À première vue, la Vilaine a tout l’air d’une rivière, une rivière de taille modeste comparée à celles du Québec, mais comme elle se jette dans l’océan Atlantique, sur la côte sud de la Bretagne, elle n’en est pas vraiment une. Son accès direct et privilégié avec la mer fait d’elle un fleuve, le 10e de France, un fleuve passé sous silence dans tous les noms qui lui ont été donnés. Canalisé à partir du 14e siècle, c’est l’un des premiers cours d’eau qui s’est retrouvé harnaché d’écluses et ponctué de moulins d’un bout à l’autre. D’ailleurs, c’est l’une des hypothèses, le nom de « Vilaine » – que j’ai jusque-là associé comme bien d’autres à un jugement esthétique plutôt dévalorisant – viendrait du breton ar ster vilen, la rivière aux moulins. De fait, j’en croiserai un plus loin, juste après la maison de l’éclusier. Ce dernier est absent, si l’on en croit les portes et les volets fermés, mais son numéro de téléphone est affiché bien en vue – noir sur blanc dans le rectangle bleu –, en cas de besoin.

Ar ster vilen ou ar ster velen ? Vu sa couleur, on pourrait pencher vers la seconde, ar ster velen, la « rivière jaune » aux eaux boueuses, teintées par les schistes présents dans le sol.

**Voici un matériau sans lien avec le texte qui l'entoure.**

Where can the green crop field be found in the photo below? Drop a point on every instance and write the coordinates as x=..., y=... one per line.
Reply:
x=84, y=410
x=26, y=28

Ne serait-ce pas plutôt le fleuve jaune en fait, puisque ce n’est pas une rivière à proprement parler ? Est-ce qu’il y a seulement une différence en breton entre « rivière » et « fleuve » ? À part les abers que je connais bien, ces estuaires dans lesquels la mer s’infiltre en introduisant le rythme des marées à l’intérieur des terres, les nuances hydriques de la langue celtique m’échappent. Ar ster velen fait écho à d’autres cours d’eau, au célèbre fleuve Jaune, Huang hé, dont j’ignore la véritable prononciation. À vrai dire, je ne l’ai rencontré que dans les livres, ce fleuve qui traverse le plateau tibétain et qui doit être immense puisque c’est le deuxième fleuve de Chine; j’en connais surtout la description qu’en fait Victor Segalen dans son Équipée. Vu les forts courants qui le traversent, je doute qu’il y ait là-bas des chemins de halage.

En réalité, selon les variations de la lumière, les nuances de couleur oscillent entre le jaune et le rouille, ce qui explique peut-être les fluctuations de son étymologie. Au 2siècle, elle avait une appellation grecque : « herios potamos », la rivière sombre ou brumeuse, et plus tard, à partir du 11siècle, on la nommait Visnonia (une déformation de Vicinonia), la rivière aux eaux de rouille, ce qui a donné en français Villaingne, puis Vilaine. On dirait que toutes les langues – le grec, le latin, le breton, le français – s’associent pour enrichir la signification de l’hydronyme, à condition toutefois de suivre la logique des cours d’eau : plus il y a de sources, plus la pensée est féconde.

Je n’ai pas vu de péniches ce jour-là, ni de chevaux, mais ça fait longtemps qu’ils ont été remplacés par des moteurs. Par contre, j’ai croisé des embarcations plus rudimentaires, des ouvrages de patenteux qui ne reculent devant rien pour fabriquer des radeaux de fortune.

Mais la rencontre la plus spectaculaire sur le chemin de halage s’est déroulée dans les airs. Au début, ils étaient trois, de loin on aurait dit des vautours guettant une proie l’air de rien. Comme j’avais dû faire du bruit ou du mouvement en approchant de la rive, l’un d’eux s’est envolé. C’est comme ça que je l’ai reconnu, à sa façon de voler : c’était un cormoran.

Sur le chemin du retour, je me suis arrêtée longuement. Le cormoran timide avait repris sa place, et je ne sais quoi dans cette disposition des oiseaux, chacun sur une branche, m’a ramenée plusieurs années en arrière, à Fès, où j’étais restée comme hypnotisée par trois pigeons juchés en haut d’un minaret, chacun sur une boule dorée. Au sommet d’un arbre mort dont les branches dessinaient dans le ciel d’étranges circonvolutions, les trois cormorans témoignaient à leur façon de la proximité de la mer et me jetaient dans des rêveries méditerranéennes, dans un jeu de correspondances énigmatiques où les chemins d’eau et de terre n’en finissaient plus de se croiser, emportant vers le large mes soucis et ma peine, déliée enfin de ses attaches.